How do you like your brownies? Crispy, chewy or fudgy? I like mine to crispy on the outside and fudgy on the inside! …. and if given the choice, I like my brownies to be healthy (but not necessarily taste healthy hehe).
These brownies are gluten free because no flour is used! Instead cacao powder and black beans are used to create super rich and fudgy brownies. Don’t worry about the black beans… I know it’s kinda weird…but I promise you won’t taste them!Print
- 1 15oz / 425g can black beans, well rinsed and drained
- 2 chia eggs (made using 2 tablespoons of ground chia seeds)
- 5 tablespoons coconut oil
- 3/4 cup cacao powder + extra for garnish
- 1 teaspoons vanilla extract
- 1/2 cup coconut sugar
- 1 1/2 teaspoons baking powder
- Pinch of salt
- 1/2 cup raw walnut pieces
- Preheat the oven to 350F/175C and line a 8 inch/20cm rectangle baking tin with parchment paper. Spray with cooking oil (this will help to form crispy edges).
- Prepare chia eggs by mixing together ground chia with 5 tablespoons of water. Allow to thicken for five minutes.

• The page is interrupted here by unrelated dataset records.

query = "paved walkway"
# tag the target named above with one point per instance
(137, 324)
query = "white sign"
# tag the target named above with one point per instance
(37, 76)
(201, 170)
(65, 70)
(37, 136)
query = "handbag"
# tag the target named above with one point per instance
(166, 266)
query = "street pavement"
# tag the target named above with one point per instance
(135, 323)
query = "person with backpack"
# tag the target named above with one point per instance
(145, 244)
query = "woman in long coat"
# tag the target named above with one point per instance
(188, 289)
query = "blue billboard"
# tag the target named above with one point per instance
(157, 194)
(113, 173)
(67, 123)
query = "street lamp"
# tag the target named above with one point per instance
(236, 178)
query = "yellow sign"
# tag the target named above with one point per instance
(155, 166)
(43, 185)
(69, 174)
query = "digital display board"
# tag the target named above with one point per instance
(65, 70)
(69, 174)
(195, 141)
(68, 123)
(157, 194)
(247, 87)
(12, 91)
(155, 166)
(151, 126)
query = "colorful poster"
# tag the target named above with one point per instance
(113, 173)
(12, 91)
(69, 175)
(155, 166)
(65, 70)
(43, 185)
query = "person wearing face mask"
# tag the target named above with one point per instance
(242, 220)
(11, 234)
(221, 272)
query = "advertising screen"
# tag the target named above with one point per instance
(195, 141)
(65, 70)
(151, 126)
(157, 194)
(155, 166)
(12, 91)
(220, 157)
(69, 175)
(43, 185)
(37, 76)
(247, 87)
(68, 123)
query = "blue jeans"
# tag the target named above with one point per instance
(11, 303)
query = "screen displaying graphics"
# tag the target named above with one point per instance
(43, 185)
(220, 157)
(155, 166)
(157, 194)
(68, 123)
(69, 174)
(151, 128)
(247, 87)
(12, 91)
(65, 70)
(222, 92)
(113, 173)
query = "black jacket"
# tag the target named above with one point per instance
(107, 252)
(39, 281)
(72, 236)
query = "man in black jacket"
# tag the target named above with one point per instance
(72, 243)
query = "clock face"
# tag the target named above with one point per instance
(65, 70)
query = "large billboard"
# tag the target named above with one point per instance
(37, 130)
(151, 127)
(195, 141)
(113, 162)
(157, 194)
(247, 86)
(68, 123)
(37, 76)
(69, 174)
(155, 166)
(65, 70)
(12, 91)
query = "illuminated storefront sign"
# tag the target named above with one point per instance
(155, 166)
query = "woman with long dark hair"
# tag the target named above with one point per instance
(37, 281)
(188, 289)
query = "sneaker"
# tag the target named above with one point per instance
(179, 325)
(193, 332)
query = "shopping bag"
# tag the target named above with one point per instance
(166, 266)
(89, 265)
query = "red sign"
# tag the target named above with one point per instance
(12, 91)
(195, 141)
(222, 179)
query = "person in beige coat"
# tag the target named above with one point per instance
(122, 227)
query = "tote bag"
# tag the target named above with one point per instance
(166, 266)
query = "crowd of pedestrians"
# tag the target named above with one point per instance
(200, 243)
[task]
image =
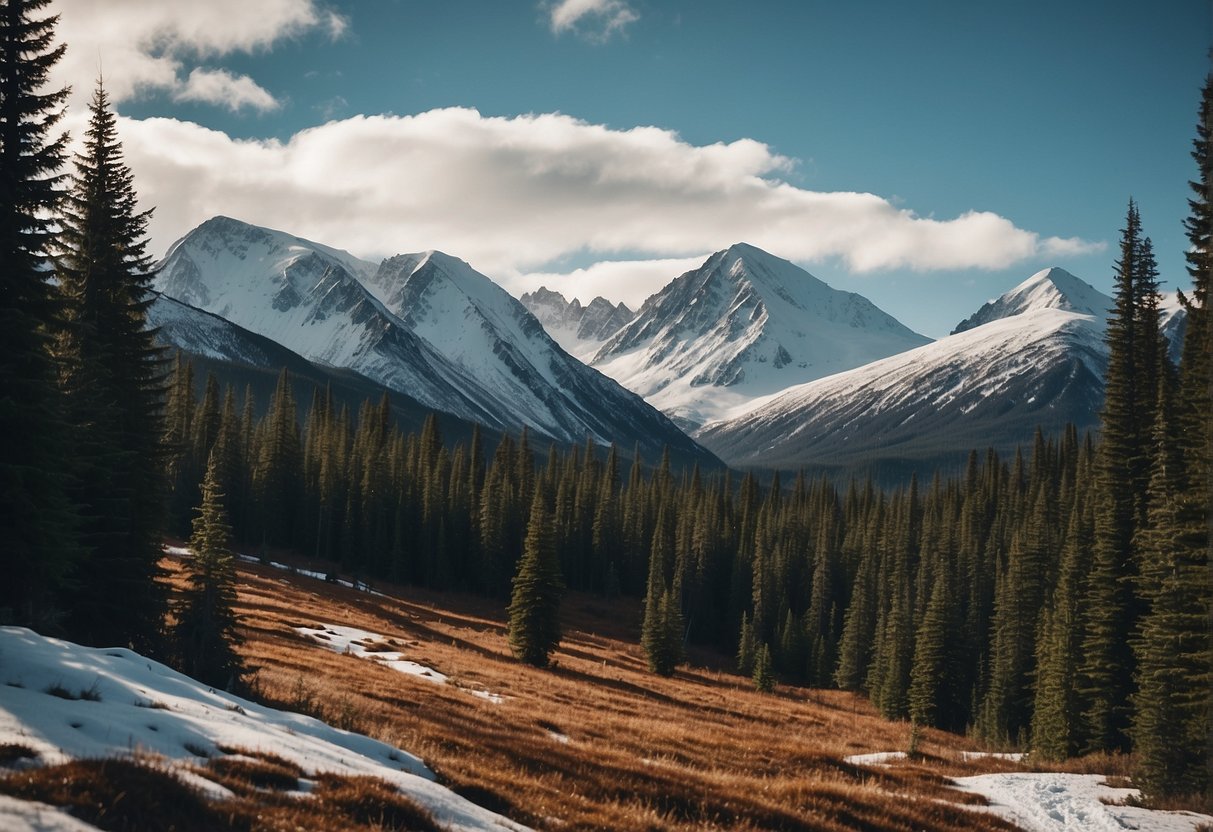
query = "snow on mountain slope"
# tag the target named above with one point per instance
(136, 705)
(308, 298)
(990, 386)
(519, 369)
(425, 325)
(1048, 289)
(744, 325)
(200, 332)
(1174, 324)
(1032, 357)
(580, 330)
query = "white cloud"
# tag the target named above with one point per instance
(597, 20)
(628, 280)
(221, 87)
(513, 194)
(160, 45)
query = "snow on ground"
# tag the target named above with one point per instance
(365, 644)
(1013, 756)
(1043, 802)
(112, 702)
(29, 816)
(877, 758)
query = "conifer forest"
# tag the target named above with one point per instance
(1058, 600)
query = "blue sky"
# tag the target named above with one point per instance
(1043, 118)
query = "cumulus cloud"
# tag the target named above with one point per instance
(221, 87)
(628, 280)
(596, 20)
(160, 45)
(514, 194)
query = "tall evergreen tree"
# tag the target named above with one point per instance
(36, 519)
(535, 603)
(205, 634)
(1106, 668)
(114, 377)
(1171, 705)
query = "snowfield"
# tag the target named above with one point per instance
(126, 704)
(1071, 802)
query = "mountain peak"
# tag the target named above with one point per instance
(744, 325)
(1048, 289)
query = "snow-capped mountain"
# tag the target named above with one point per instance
(744, 325)
(580, 330)
(426, 325)
(308, 298)
(197, 332)
(1049, 289)
(519, 369)
(1037, 359)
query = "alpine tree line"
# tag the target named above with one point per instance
(1058, 600)
(83, 388)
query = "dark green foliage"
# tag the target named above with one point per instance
(1106, 667)
(661, 633)
(1171, 704)
(205, 634)
(113, 377)
(764, 671)
(535, 604)
(36, 520)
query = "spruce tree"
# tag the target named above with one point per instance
(1171, 705)
(764, 671)
(114, 379)
(535, 603)
(36, 518)
(661, 632)
(1105, 673)
(205, 634)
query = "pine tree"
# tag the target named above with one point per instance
(113, 372)
(1169, 719)
(1106, 668)
(1055, 712)
(36, 519)
(535, 604)
(661, 633)
(934, 689)
(205, 634)
(764, 671)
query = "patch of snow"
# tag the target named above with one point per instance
(876, 758)
(1013, 756)
(29, 816)
(187, 717)
(1042, 802)
(365, 644)
(354, 642)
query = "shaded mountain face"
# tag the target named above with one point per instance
(744, 325)
(1049, 289)
(426, 325)
(580, 330)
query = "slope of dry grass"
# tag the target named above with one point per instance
(596, 742)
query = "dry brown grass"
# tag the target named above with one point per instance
(698, 751)
(136, 795)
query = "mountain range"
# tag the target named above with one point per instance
(761, 363)
(741, 326)
(426, 325)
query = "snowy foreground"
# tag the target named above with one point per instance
(135, 705)
(1049, 802)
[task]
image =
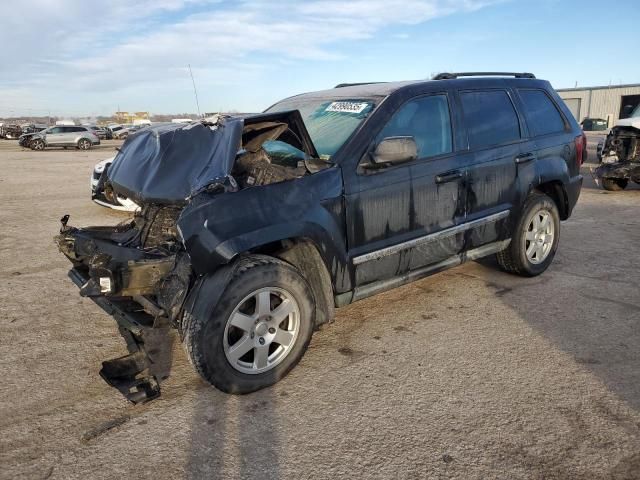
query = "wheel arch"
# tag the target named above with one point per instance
(304, 254)
(556, 191)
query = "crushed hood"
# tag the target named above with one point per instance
(169, 163)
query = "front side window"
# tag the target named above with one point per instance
(330, 122)
(427, 120)
(542, 115)
(490, 118)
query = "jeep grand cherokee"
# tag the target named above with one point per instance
(252, 229)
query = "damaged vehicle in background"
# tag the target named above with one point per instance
(620, 154)
(252, 229)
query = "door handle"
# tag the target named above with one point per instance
(448, 177)
(524, 158)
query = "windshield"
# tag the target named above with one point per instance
(329, 122)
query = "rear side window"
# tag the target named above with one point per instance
(427, 120)
(543, 117)
(490, 117)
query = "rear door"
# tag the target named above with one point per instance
(55, 136)
(495, 140)
(551, 139)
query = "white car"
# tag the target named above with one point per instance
(117, 202)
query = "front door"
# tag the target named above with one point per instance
(393, 212)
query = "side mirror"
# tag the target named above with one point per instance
(394, 150)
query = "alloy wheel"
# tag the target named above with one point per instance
(262, 330)
(539, 235)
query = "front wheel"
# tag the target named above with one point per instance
(614, 184)
(257, 332)
(535, 239)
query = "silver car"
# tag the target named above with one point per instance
(82, 138)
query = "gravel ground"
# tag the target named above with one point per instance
(468, 374)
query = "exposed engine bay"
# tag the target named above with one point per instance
(620, 158)
(139, 271)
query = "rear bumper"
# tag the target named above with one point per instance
(573, 189)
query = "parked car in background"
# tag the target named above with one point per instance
(619, 154)
(77, 136)
(129, 130)
(594, 124)
(10, 131)
(114, 129)
(101, 132)
(111, 199)
(333, 196)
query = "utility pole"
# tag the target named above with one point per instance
(195, 91)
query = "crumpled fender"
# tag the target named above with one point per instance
(218, 228)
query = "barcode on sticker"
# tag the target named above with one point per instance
(347, 107)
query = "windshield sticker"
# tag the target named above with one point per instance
(347, 107)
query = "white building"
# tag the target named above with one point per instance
(609, 103)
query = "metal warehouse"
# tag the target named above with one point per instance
(609, 103)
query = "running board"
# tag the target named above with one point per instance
(383, 285)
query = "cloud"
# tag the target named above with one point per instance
(84, 47)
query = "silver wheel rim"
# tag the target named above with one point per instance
(262, 330)
(538, 238)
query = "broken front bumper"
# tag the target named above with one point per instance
(619, 170)
(142, 291)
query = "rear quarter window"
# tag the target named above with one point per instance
(542, 115)
(490, 117)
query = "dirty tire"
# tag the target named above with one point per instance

- Put all remaining ingredients into a high powered blender (besides the walnuts) and blend until well mixed and beans are puréed. Scrap down the sides. Add a little bit of plant milk if you find the mixture is too thick (don’t add more than 1/4 cup of plant milk).
- Add the walnut pieces to brownie batter and mix well with a wooden spoon.
- Spoon brownie mixture into the prepared baking tin.
- Bake for 25 minutes or until a tooth pickl inserted into the brownie comes out clean.
- Allow to cool for 10 minutes before cutting. Sprinkle with cacao powder, if desired.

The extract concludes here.